Another longtime tenant, Honda Aircraft Co., recently made headlines when it signed a deal for its biggest order to date: 16 planes for Wijet, a French air taxi service that intends to replace its entire fleet with the HondaJet lightweight model. HondaJet planes can attain a maximum cruise speed of 486 mph and a maximum altitude of 43,000 feet. It’s said to have a price tag of $4.9 million.

Stand-alone industrial parks often are built near community colleges or partner with the schools to locate a training facility on a park’s campus. Guilford Technical Community College has a training center for airplane mechanics right on the tarmac of Piedmont Triad International Airport.

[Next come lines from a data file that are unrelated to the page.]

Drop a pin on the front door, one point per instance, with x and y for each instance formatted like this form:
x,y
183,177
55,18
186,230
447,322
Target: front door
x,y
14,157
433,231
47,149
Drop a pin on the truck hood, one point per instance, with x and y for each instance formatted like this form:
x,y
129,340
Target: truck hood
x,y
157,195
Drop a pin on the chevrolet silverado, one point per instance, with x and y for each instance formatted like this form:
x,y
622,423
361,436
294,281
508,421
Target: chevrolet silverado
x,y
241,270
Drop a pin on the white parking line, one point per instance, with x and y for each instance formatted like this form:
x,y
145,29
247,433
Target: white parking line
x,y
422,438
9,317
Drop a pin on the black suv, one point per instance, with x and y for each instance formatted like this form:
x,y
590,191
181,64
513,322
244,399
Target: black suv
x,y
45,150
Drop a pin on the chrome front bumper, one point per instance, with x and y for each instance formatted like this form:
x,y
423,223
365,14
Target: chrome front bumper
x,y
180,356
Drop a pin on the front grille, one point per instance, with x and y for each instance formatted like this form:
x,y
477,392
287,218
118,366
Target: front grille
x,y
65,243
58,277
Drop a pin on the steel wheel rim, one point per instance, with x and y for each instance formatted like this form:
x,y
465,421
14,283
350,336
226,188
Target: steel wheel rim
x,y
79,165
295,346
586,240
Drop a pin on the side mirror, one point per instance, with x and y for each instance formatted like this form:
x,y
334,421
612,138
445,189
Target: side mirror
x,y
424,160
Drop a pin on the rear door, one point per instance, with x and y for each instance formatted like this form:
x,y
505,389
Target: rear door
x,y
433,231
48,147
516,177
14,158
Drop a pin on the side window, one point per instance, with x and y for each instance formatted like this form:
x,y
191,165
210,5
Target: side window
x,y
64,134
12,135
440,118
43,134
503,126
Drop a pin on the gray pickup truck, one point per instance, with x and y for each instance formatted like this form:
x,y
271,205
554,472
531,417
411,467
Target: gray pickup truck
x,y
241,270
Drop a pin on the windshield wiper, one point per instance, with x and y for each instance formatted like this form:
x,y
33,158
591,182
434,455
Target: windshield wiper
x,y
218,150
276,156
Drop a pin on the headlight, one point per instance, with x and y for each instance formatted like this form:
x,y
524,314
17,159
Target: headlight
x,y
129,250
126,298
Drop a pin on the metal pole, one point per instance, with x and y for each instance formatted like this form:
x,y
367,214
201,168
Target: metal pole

“There’s no question that we’re focused on growth,” says Kevin Baker, executive director of the Piedmont Triad Airport Authority. “We want to become known as the ‘Wichita of the East.’” Baker is referring to Wichita, Kan., which decades ago became a manufacturing hub for several aircraft manufacturers, including Lear, Cessna and, until fairly recently, Boeing.

There is room to grow, with 1,000 acres of graded sites ready for tenants, Baker says. A recent feasibility study showed that the airport could support up to 30,000 aviation-related jobs, he says, even if it doesn’t land a big-name tenant such as Boeing, which alone could employ 8,000.

To take advantage of the food-processing cluster that has been gaining numbers and recognition in southeastern North Carolina, the developers of a 25-year-old industrial park in Columbus County sought food-processing certification from several entities, notes Gary Lanier, director of the Columbus County Economic Development Commission. As a result, the 350-acre Southeast Regional Park can now bill itself the only “triple certified” park in North Carolina, bearing seals of approval from the state, Garner Economics/Primus Consulting and Duke Energy’s Shovel Ready program.

Compared with other industries, food processing requires a generous supply of fresh water for use in both washing produce and cooking food as well as ample sewer capacity for wastewater, notes Lanier. Industrial parks or other facilities that don’t take these needs into account during development or construction often find they can’t meet the infrastructure needs of food-processing companies without going to great expense. They can thank their local municipalities, who base their water and sewer needs primarily around residential customers, Lanier says.

Some towns in Columbus County are within 15% of capacity for water and sewer, Lanier says. “We have a million and a half gallons of excess capacity, and there’s a 500,000-gallon standing water tank in the park.”

The park currently has a couple of food-industry tenants, including tortilla-maker Torta-Mex, which had been shuttered for years but will soon be operational again thanks to an infusion of cash by a private-equity firm, notes Lanier. It will have a workforce of about 30. And a fresh fruit and vegetable wholesaler is in negotiations with the park to locate a distribution facility there, employing about 50 people. Lanier and others also are responding to requests for proposals from a number of food processing companies seeking to expand or locate facilities.

Having Southeastern Community College and its food-safety programs aimed at the food-processing industry just 300 yards from the park gate doesn’t hurt its chances of landing prime tenants.

“It really all comes down to infrastructure,” Lanier says. “With our triple certifications, companies can be assured that the park has been looked at all the way down to the bones.”